To Sneak the Vegetables or Not to Sneak the Vegetables. That is the Question.
So you are sitting at the dinner table and your four-year-old refuses to even take a bite of the roasted broccoli that is being served that night. You take a breath and lightly say, “Ok. Well, if you change your mind the broccoli is here.” Then you try to focus on enjoying your own broccoli in the hopes that modeling an enthusiasm for vegetables will help to change things over time.
The next night the same thing happens with peas. And the night after that with salad.
These days, one of the common themes that often comes up in discussions about how to raise healthy eaters is that we shouldn’t force our kids to eat certain foods because that risks causing deeper issues with food later on. Many argue that even the “you need to try it” rule is a risky undertaking. Instead, we are encouraged to offer the foods in a relaxed manner, over and over again, and prepared in as many ways as possible. Some encourage making the food more fun by decorating it or cutting it into special shapes. But overall, the main messages are: 1) don’t fight with your kids about food and 2) don’t insist that they eat something they don’t want to eat.
I agree with these viewpoints. I really do. And I am a big believer in taking the power struggle out of the equation. But I also think that the reality is that, as a parent, it can be incredibly hard, and even painful, to sit there day after day watching your child refuse to anything green (or yellow or crunchy or creamy or whatever the issue may be in your household). It can be hard to bite your tongue. It can be hard to watch food get wasted. It can be hard to worry about whether or not they are getting the nutrients they need.
I personally have found this to be struggle. I worry about whether my son will get the nutrients he needs to grow. I get frustrated when I see food go to waste. I even sometimes take it personally when the food I have made gets pushed away. For the second two issues here, I have had to learn to just let it go and take my ego out of the dynamic. But the nutrient question I handle differently.
First and foremost, I do follow what the experts recommend and I do not engage in power struggles about what my son does and does not eat. And, for the most part, this approach has been working for us. But on those days when it drives me crazy, I try to tell myself to let it go and I focus on something else, like the conversation we are having or my own food. But despite my best efforts I found that it was still hard on some days to not put the pressure on a little too hard, so I have developed three habits that help me to be more relaxed:
1) I offer at least one fruit and/or a vegetable at every meal and snack. At some meals he won’t eat any of it, at others he will pick at something, and at others he will eat everything put in front of him.
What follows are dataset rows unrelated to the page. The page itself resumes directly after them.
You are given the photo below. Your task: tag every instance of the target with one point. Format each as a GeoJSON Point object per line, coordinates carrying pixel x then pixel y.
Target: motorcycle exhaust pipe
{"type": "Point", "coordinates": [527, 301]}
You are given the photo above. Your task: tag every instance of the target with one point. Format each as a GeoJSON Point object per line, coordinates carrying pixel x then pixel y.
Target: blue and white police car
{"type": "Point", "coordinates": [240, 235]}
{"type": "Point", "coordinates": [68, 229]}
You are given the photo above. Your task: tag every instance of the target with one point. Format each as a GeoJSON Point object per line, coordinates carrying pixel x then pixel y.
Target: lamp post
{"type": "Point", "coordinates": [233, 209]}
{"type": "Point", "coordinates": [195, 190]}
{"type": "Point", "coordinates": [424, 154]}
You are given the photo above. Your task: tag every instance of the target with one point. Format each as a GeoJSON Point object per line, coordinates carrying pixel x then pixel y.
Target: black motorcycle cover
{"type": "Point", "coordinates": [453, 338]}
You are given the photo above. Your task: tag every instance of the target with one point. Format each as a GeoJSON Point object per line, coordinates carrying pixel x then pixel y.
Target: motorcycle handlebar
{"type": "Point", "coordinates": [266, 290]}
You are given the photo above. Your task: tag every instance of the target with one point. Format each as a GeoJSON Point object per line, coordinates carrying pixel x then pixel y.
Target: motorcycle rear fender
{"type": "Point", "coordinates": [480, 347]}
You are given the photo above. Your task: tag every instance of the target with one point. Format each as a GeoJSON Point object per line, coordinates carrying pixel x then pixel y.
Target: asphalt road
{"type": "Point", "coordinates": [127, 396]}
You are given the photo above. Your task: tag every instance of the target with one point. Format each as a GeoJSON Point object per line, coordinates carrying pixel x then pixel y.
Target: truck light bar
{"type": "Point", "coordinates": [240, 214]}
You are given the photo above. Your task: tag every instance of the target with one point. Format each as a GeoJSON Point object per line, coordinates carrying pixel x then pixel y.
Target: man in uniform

By offering over and over I figure that a nibble here and a bite there might add up to something.
2) I try to make multiple dinners a week where vegetables are a main part of the main dish. With my particular kiddo, he is much more likely to eat the vegetables if they are mixed in than if they are on the side, so I try to take advantage of that fact by making casseroles, pastas, fried rice, quesadillas, etc. If he wants to pick out the veggies, so be it, but at least they were there to begin with.
3) I supplement dishes we would eat anyway with vegetables. I blend steamed greens into our pizza sauce on pizza nights. I mix vegetables into baked goods like veggie-packed or sweet potato muffins. I mix chopped up broccoli or peas into macaroni and cheese. Let me be clear on two important points here:
- I do not lie to him about what is in his food. I always offer the food with a full description (i.e., pumpkin waffles or green smoothie).
- I do not lie to myself and tell myself that this is enough to replace what should be in his regular diet.
What this does for me is that it takes the edge off so that I can continue to offer him vegetables in a variety of ways without it being so emotionally loaded.
In the end, I try to remind myself that what I am trying to do is help my children to become healthy, adventurous, happy eaters. I want them to have a strong understanding of what foods nourish their bodies and which ones don’t do such a good job of that. I want them to be able to recognize when they are hungry and eat until they are full, and then stop. But more than anything I want them to enjoy food and love all that food brings with it—community, culture, and new experiences.